A Sad Failure for ‘An Ambition for North Shields’
13th January 2023
In the space of a few months we’re seeing the likely destruction of a SECOND heritage bridge in North Shields.
As with the last one, the official reason for pulling down the Borough Road Bridge, is because it’s getting a bit old, while funds are not available to preserve it. The irony being that the Council are spending money like there’s no tomorrow on their vaunted ‘Ambition for North Shields’ elsewhere in the town.
The Borough Road Bridge is not just a fine piece of engineering, it is a key pedestrian route linking the town across the man-made gradient known as the Borough Road Cut, aka ‘Heart Attack Bank’. This road was cut into the bank in order to get people and later, trams, down to the ferry landing from the upper town. The first bridge was built in the 1850s to span this gorge and reestablish the right of way that went through there. Both the road and the bridge are a legacy of a time when the needs of the residents came first in North Shields.

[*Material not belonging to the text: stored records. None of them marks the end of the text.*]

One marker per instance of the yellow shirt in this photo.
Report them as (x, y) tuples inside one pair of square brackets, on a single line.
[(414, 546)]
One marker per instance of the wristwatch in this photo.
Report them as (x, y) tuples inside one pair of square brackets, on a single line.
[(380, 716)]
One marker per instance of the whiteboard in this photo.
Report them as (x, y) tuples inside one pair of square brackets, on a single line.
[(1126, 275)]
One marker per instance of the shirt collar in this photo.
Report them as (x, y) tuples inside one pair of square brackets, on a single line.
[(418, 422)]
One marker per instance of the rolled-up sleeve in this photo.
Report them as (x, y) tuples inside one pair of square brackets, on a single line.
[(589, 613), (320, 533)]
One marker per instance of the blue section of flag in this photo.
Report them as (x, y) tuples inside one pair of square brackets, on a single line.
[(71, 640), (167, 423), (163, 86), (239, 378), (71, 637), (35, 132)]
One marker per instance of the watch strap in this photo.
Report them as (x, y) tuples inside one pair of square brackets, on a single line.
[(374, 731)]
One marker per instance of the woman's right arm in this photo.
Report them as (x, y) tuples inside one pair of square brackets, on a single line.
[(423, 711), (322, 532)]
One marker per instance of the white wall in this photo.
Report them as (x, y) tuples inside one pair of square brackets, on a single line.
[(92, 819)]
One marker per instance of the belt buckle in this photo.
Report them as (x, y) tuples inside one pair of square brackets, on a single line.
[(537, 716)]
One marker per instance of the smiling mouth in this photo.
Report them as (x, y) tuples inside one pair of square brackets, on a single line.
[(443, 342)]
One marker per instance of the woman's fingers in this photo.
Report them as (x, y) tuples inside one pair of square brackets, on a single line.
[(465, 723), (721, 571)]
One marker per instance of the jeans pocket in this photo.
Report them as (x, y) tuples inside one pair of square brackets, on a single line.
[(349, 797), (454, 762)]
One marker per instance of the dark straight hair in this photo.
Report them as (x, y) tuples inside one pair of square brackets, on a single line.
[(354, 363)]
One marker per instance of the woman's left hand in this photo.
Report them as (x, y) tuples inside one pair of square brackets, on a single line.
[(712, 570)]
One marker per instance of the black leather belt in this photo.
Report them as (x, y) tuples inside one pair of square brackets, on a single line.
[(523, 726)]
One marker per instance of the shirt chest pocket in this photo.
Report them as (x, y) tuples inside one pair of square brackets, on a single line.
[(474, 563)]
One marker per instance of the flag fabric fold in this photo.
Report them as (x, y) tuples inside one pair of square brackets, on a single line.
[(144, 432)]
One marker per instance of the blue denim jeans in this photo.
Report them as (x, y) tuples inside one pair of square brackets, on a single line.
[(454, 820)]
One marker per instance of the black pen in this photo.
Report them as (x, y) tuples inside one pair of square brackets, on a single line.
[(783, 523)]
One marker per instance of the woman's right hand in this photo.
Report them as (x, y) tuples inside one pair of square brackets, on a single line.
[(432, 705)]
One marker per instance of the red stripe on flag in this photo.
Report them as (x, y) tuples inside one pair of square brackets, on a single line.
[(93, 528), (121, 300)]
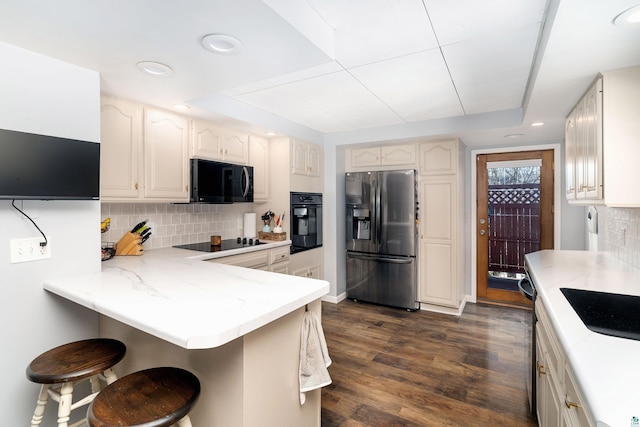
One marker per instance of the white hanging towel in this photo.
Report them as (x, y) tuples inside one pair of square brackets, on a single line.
[(314, 356)]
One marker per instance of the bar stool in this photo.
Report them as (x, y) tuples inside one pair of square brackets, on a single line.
[(156, 397), (61, 368)]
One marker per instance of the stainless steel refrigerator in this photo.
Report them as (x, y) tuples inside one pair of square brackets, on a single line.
[(382, 237)]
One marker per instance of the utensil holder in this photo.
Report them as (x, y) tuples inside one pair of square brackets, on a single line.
[(130, 244)]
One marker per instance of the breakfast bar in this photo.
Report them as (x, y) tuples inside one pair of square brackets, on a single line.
[(236, 329)]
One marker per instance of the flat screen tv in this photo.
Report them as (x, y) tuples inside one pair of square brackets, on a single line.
[(42, 167)]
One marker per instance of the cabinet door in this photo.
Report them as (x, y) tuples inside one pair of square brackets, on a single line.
[(438, 261), (120, 148), (313, 160), (397, 155), (235, 146), (593, 143), (438, 158), (298, 157), (259, 159), (207, 141), (570, 155), (166, 138), (365, 157)]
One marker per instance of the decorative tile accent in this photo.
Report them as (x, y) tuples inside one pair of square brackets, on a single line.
[(623, 234), (175, 224)]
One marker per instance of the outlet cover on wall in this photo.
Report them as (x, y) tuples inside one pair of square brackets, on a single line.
[(25, 250)]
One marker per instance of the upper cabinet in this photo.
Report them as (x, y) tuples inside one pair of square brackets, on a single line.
[(602, 142), (217, 143), (120, 149), (305, 158), (166, 165), (376, 157), (259, 159)]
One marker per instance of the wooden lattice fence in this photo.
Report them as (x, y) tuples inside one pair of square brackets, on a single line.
[(514, 225)]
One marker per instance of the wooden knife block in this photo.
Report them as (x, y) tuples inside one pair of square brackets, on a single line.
[(130, 244)]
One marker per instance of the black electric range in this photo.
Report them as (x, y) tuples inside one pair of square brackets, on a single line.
[(224, 245)]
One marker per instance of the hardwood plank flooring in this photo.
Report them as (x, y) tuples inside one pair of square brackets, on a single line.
[(397, 368)]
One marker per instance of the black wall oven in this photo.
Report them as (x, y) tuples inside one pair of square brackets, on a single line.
[(306, 221)]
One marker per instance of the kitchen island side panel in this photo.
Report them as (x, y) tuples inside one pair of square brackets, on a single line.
[(251, 381)]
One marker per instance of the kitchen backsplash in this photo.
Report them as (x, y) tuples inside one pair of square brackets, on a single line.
[(175, 224), (623, 234)]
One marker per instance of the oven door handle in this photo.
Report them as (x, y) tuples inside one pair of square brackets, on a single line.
[(380, 259), (526, 290)]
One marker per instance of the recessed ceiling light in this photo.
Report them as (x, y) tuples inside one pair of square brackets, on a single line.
[(154, 68), (629, 16), (221, 43)]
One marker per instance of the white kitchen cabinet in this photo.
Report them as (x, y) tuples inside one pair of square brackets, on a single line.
[(166, 166), (120, 149), (441, 226), (214, 142), (259, 159), (373, 157), (559, 399), (439, 158), (305, 158), (607, 141)]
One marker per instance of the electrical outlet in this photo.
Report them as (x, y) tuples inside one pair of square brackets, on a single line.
[(25, 250)]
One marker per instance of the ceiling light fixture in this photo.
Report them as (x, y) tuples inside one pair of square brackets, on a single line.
[(221, 43), (154, 68), (629, 16)]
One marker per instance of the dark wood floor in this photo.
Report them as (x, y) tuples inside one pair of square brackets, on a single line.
[(397, 368)]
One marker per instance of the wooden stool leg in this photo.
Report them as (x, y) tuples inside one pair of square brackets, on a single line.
[(41, 404), (185, 422), (109, 376), (64, 409)]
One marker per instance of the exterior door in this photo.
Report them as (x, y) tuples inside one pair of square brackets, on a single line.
[(514, 217)]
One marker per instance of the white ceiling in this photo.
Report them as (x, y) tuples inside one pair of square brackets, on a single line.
[(345, 71)]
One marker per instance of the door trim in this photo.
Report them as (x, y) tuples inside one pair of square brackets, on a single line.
[(557, 202)]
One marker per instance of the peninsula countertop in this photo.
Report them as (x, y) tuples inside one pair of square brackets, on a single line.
[(176, 296), (607, 368)]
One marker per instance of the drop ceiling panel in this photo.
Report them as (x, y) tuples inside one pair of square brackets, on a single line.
[(491, 72), (311, 101), (417, 87), (458, 20), (367, 31)]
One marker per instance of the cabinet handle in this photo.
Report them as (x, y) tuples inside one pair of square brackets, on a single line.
[(570, 404)]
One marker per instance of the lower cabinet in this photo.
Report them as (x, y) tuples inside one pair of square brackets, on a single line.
[(560, 402)]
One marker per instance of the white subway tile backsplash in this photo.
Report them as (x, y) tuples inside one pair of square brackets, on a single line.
[(175, 224), (623, 234)]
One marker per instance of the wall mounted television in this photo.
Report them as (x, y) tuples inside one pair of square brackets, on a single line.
[(39, 167)]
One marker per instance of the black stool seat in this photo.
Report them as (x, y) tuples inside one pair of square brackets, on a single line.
[(155, 397), (75, 361)]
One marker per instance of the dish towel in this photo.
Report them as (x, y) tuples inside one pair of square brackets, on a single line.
[(314, 356)]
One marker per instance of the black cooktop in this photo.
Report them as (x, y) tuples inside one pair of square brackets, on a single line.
[(224, 245)]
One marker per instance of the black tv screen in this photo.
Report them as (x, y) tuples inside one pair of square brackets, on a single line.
[(48, 168)]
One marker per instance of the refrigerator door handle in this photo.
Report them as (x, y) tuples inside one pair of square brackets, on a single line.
[(380, 259)]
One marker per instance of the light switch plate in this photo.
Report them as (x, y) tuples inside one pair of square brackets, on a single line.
[(26, 250)]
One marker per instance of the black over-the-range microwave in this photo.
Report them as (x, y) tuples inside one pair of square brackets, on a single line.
[(217, 182)]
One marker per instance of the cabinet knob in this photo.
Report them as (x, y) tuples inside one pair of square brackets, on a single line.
[(570, 404)]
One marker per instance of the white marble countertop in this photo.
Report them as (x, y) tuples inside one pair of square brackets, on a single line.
[(607, 368), (172, 294)]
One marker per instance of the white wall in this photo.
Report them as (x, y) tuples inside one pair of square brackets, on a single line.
[(45, 96)]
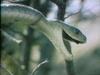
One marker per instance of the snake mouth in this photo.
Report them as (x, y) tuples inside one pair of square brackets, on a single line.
[(67, 37)]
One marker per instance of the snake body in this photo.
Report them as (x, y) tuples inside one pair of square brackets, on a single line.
[(20, 17)]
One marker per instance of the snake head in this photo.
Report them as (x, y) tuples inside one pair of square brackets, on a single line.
[(71, 33)]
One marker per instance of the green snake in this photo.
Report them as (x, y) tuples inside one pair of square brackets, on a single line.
[(20, 17)]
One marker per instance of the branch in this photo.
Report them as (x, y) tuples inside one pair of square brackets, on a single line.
[(38, 66)]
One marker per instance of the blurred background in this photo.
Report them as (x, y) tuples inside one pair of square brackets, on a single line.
[(21, 56)]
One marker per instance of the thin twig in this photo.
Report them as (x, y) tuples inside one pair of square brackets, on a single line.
[(35, 69), (10, 73)]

Are the Council really just going to cut off one community from the rest of Shields? Of course they are, because there is valuable land for flat-building on either side of the bank. Upscale apartment building has for some time been North Tyneside Council’s grand strategy for the town’s development. It typifies their lack of imagination and their skewed priorities in operating a closed shop of qualified bidders to whom they can grant development projects.
If the Borough Road Bridge was anywhere else in the country, it would have been restored years ago. No one is buying the cost argument, that £360,000 can’t be found, when millions are being spent to beautify the town centre, much of it questionably. The key question is though, why isn’t the bridge part of Ambition for North Shields?
As well as being architecturally important, it is a vital footpath at a time when the pedestrianisation of urban areas is being encouraged everywhere. Instead, it is being pulled down for scrap because in North Shields the residents come second to Council planning initiatives, unaffordable housing and vanity projects.
Join the demonstration at 9:30am on Tuesday 17th January outside the registry office, where the public enquiry is taking place.
That was an excellent article and my husband and myself agree whole heartedly in everything you said. The bridge which we called “charge-a-boola” bridge in my young days should definately have been part of the regeneration. Many thanks.